Even God Has a Problem With Section 604: 82 Catholic Leaders Tell Senate to Reject CLARITY
A coalition of 82 Catholic leaders and organizations urged Senate leaders in both parties on Tuesday to oppose a provision of the CLARITY Act, the market structure bill that would legalize most crypto activity in the United States, arguing the language could facilitate human trafficking and other illicit finance. The letter, organized by the Alliance to End Human Trafficking and first reported by Punchbowl News, was addressed to Senate Majority Leader John Thune and Minority Leader Chuck Schumer. "Catholic social teaching calls us to uphold solidarity, protect the vulnerable, and ensure that economic systems are ordered toward justice rather than exploitation," the signatories wrote. "The test of any financial system is not simply whether it generates wealth or innovation, but whether it safeguards human life and dignity," the letter continued.
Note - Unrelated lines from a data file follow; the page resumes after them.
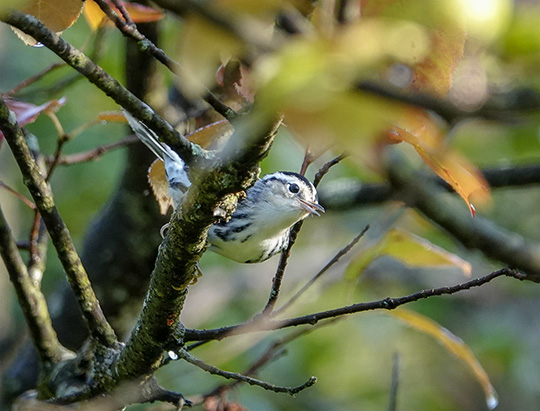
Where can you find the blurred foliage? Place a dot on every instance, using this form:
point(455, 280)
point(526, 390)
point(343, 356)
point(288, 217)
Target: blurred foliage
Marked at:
point(353, 357)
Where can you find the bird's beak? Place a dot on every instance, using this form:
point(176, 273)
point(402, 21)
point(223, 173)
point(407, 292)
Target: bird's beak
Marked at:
point(311, 208)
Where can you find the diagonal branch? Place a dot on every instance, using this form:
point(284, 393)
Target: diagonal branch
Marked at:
point(31, 299)
point(130, 30)
point(95, 320)
point(477, 233)
point(110, 86)
point(185, 242)
point(262, 324)
point(244, 378)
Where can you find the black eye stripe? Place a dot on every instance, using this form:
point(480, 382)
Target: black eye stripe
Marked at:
point(279, 177)
point(293, 188)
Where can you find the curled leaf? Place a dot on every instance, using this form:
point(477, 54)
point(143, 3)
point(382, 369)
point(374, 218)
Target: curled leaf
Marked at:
point(420, 130)
point(452, 344)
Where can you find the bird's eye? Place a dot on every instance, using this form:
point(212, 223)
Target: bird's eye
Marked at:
point(293, 188)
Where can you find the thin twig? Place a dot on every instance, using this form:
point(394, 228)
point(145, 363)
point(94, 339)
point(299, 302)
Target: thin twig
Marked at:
point(347, 195)
point(326, 168)
point(110, 86)
point(130, 30)
point(34, 78)
point(97, 325)
point(274, 351)
point(323, 270)
point(30, 299)
point(264, 324)
point(243, 378)
point(120, 6)
point(26, 201)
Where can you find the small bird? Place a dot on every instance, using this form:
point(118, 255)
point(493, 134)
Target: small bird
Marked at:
point(259, 228)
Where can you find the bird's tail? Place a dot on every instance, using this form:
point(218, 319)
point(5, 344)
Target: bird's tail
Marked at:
point(175, 168)
point(149, 138)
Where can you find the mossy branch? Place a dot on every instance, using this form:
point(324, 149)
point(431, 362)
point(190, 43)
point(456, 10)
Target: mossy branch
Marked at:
point(106, 83)
point(31, 300)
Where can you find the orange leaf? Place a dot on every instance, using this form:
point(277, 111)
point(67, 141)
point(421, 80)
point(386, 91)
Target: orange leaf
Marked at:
point(112, 117)
point(57, 15)
point(212, 136)
point(452, 344)
point(138, 13)
point(421, 131)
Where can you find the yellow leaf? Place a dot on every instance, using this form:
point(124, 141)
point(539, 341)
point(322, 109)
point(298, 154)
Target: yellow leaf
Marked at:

The coalition specifically targeted Section 604 of the bill, known as the Blockchain Regulatory Certainty Act (BRCA), which would exempt non-custodial decentralized-finance developers, open-source code publishers, node operators and unhosted wallet providers from money-transmitter classification under the Bank Secrecy Act, removing them from related registration and reporting obligations. Industry groups have said BRCA is a red line and that they will not support the legislation without it. The provision has circulated in various legislative forms since at least 2018. The Catholic leaders argued BRCA "may make it more difficult to responsibly monitor illicit financial activity tied to trafficking, organized crime, child exploitation, sanctions evasion, and other forms of abuse." In the past year, the Trump Department of Justice has sent multiple crypto software developers to prison for creating tools that allow customers to make on-chain transactions private, the type of prosecutorial risk BRCA is designed to eliminate.
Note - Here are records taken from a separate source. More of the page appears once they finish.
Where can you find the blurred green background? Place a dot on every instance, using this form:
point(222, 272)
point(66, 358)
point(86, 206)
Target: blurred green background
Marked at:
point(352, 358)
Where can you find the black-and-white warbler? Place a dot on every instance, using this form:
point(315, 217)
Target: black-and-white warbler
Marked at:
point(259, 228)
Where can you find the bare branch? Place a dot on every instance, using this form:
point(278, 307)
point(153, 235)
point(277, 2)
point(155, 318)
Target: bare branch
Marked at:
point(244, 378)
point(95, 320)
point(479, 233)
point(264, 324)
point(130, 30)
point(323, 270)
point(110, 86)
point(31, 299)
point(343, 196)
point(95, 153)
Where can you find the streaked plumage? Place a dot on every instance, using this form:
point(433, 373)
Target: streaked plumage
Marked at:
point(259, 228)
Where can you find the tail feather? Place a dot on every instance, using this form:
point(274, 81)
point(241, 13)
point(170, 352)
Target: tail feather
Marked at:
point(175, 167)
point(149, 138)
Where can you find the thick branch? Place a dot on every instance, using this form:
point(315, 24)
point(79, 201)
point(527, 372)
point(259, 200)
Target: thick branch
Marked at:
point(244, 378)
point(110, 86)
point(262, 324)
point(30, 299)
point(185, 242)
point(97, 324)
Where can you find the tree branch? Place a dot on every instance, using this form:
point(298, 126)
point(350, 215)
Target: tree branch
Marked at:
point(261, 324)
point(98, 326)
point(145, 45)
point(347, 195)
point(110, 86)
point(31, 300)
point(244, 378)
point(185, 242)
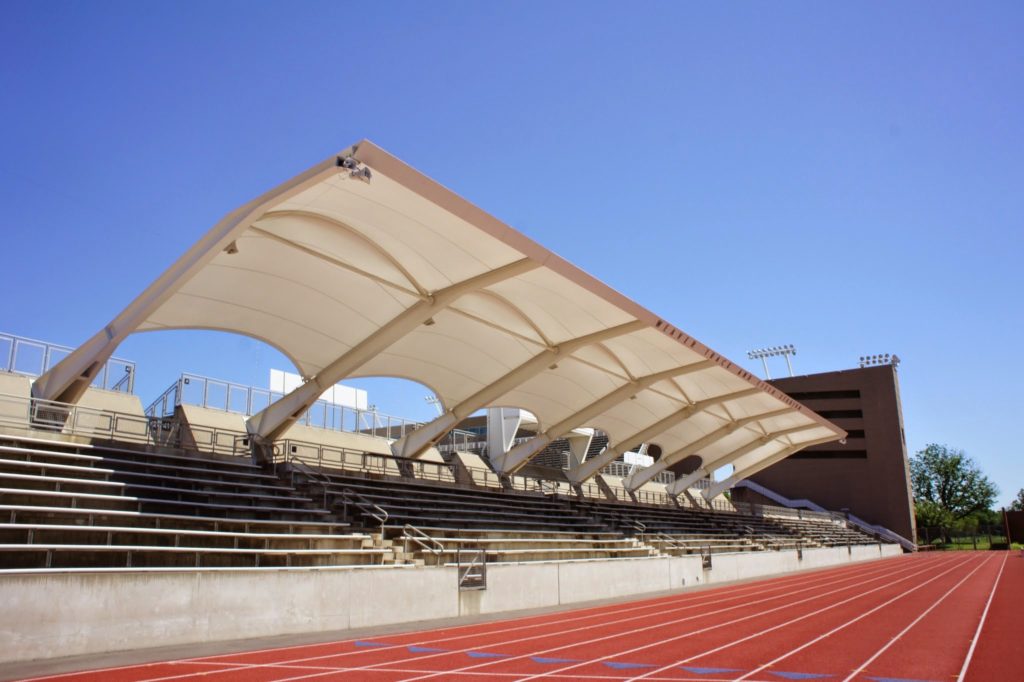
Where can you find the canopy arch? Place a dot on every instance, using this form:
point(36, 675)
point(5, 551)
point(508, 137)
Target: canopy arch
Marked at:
point(363, 266)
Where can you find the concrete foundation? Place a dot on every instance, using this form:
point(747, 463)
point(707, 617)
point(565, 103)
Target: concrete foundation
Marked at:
point(71, 613)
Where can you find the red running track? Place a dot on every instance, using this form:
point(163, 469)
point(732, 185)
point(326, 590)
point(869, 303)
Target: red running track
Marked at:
point(935, 616)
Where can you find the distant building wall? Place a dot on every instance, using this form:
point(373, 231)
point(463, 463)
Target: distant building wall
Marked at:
point(869, 475)
point(1015, 526)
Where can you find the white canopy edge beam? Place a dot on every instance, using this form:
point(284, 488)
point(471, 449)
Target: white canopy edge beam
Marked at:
point(594, 465)
point(707, 467)
point(521, 454)
point(381, 161)
point(68, 380)
point(276, 418)
point(643, 475)
point(415, 443)
point(716, 489)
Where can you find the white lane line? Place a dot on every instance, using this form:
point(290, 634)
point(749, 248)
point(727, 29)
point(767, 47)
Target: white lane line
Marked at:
point(619, 634)
point(664, 641)
point(984, 614)
point(817, 580)
point(797, 620)
point(911, 625)
point(592, 676)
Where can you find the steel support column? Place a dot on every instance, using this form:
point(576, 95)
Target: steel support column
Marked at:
point(521, 454)
point(594, 465)
point(415, 443)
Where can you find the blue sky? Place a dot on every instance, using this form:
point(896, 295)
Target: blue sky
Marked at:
point(847, 178)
The bill cleared the Senate Banking Committee 15-9 on May 14, 2026, and still requires a full Senate floor vote. According to Polymarket, the implied probability that President Donald Trump signs CLARITY into law this year stood at roughly 41-42% as of Wednesday, down sharply on the day. The Catholic letter follows a separate June 23 correspondence to Acting Attorney General Todd Blanche and White House crypto advisor Patrick Witt, signed by the National District Attorneys Association, the National Association of Assistant U.S. Attorneys, the International Association of Chiefs of Police and the National Sheriffs' Association, representing more than 70,000 law enforcement professionals, who raised similar concerns about Section 604.
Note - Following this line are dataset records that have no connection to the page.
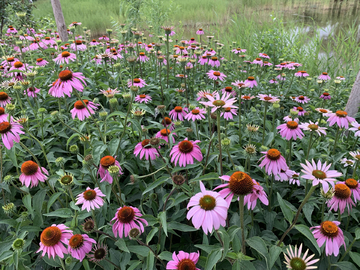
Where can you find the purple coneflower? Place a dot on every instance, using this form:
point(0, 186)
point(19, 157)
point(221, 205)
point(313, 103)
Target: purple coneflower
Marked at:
point(209, 210)
point(328, 232)
point(127, 218)
point(185, 152)
point(90, 199)
point(145, 149)
point(273, 162)
point(31, 174)
point(320, 174)
point(80, 245)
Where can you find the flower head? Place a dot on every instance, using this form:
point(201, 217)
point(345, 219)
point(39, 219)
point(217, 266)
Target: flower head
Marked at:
point(208, 210)
point(126, 218)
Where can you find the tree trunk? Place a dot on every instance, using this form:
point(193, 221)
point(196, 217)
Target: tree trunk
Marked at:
point(59, 18)
point(353, 103)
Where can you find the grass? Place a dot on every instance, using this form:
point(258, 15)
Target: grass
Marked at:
point(297, 32)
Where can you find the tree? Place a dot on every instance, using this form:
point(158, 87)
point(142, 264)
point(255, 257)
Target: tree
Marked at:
point(59, 19)
point(353, 103)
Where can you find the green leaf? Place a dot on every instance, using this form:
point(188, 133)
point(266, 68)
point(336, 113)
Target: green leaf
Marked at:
point(212, 259)
point(345, 265)
point(285, 209)
point(61, 212)
point(206, 177)
point(151, 234)
point(122, 245)
point(165, 255)
point(162, 217)
point(53, 199)
point(153, 185)
point(308, 234)
point(150, 261)
point(355, 257)
point(259, 245)
point(274, 252)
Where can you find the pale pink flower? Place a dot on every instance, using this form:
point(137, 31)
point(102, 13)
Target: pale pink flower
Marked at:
point(209, 210)
point(90, 199)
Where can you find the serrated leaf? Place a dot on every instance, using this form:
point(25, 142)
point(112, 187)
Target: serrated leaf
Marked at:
point(213, 258)
point(308, 234)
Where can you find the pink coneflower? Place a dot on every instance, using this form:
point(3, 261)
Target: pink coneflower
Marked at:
point(323, 111)
point(64, 57)
point(4, 99)
point(313, 127)
point(185, 152)
point(347, 162)
point(301, 110)
point(209, 210)
point(216, 75)
point(320, 174)
point(251, 81)
point(78, 45)
point(196, 114)
point(80, 245)
point(105, 163)
point(127, 218)
point(41, 62)
point(341, 118)
point(10, 133)
point(145, 149)
point(294, 261)
point(229, 90)
point(90, 199)
point(184, 261)
point(216, 102)
point(247, 97)
point(329, 232)
point(354, 188)
point(200, 32)
point(273, 161)
point(238, 50)
point(142, 57)
point(257, 61)
point(324, 76)
point(302, 99)
point(143, 98)
point(137, 82)
point(214, 62)
point(325, 96)
point(203, 60)
point(165, 134)
point(178, 113)
point(3, 116)
point(355, 128)
point(204, 93)
point(301, 73)
point(66, 82)
point(228, 113)
point(241, 184)
point(290, 130)
point(268, 98)
point(80, 110)
point(264, 55)
point(110, 93)
point(341, 199)
point(52, 241)
point(94, 42)
point(31, 174)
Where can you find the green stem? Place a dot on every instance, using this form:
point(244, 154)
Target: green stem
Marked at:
point(312, 189)
point(241, 213)
point(219, 139)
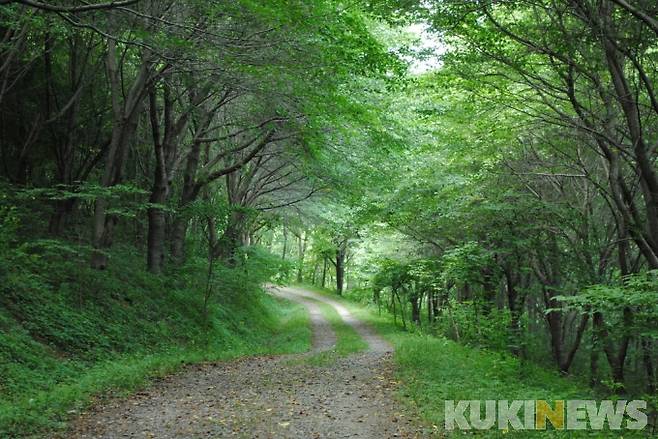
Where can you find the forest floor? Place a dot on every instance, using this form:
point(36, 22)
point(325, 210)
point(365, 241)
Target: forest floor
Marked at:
point(291, 396)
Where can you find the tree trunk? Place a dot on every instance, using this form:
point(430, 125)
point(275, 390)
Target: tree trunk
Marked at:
point(125, 122)
point(340, 269)
point(324, 271)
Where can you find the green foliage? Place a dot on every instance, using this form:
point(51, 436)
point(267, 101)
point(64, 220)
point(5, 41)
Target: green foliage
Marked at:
point(70, 332)
point(433, 369)
point(348, 341)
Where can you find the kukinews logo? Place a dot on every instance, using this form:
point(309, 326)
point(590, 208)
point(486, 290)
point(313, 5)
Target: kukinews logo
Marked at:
point(537, 414)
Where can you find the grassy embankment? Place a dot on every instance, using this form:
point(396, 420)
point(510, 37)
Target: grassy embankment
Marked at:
point(69, 334)
point(432, 369)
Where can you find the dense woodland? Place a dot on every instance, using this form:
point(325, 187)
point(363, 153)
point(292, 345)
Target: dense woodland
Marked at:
point(498, 186)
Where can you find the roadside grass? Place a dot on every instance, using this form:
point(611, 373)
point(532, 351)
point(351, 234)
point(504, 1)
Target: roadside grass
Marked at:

The provision is one of several sticking points. Wall Street is seeking language restricting stablecoin rewards, Native American tribes want clauses limiting prediction-market sports wagers, and some Democrats are demanding restrictions on the crypto ventures of President Donald Trump and his family. The bill must pass by next month, industry leaders have said, or it is unlikely to become law this year given the November midterms.